Debt-for-nature deals occur only after conservationists and government officials within a debtor country--not U.S. banks or nonprofit groups--establish the terms under which debt donated from U.S. sources will be applied to conservation priorities within their country.
Once a framework for debt swaps has been established by a debtor country, U.S. conservation groups that routinely work in that country can use their own funds or donations to purchase a small amount of commercial debt from U.S. sources.
Regardless of the mechanism, the role of U.S. banks play in the deal ends as soon as the debt changes hands. Under the Ecuador model, the central bank redeems that debt with local currency bonds which are transferred to the local group. The proceeds are used to establish and manage parks and reserves, train scientists, teach children about the natural world, or to serve other conservation needs.

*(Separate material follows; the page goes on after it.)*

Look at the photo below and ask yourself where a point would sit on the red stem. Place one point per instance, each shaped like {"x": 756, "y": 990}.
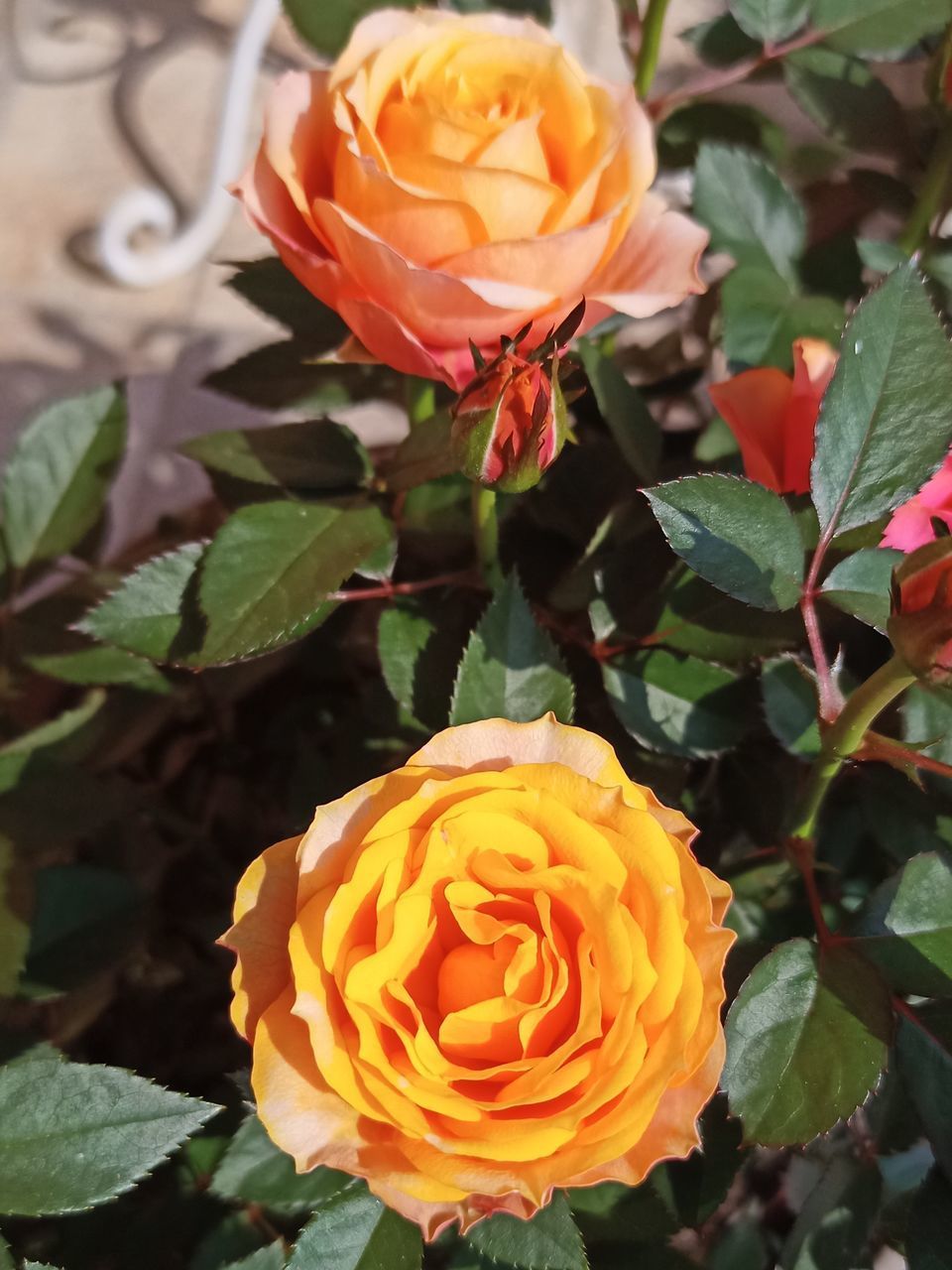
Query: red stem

The amounts of money involved are trivial in the context of international finance or the tax liability of U.S. banks. Ecuador's Central Bank, for instance, has authorized debt-for-nature swaps totaling $10 million, far more than any other country; yet this amount would retire only about 1/10 of 1% of Ecuador's total external debt.
Investments of this scale, however, are truly remarkable in the realm of international conservation.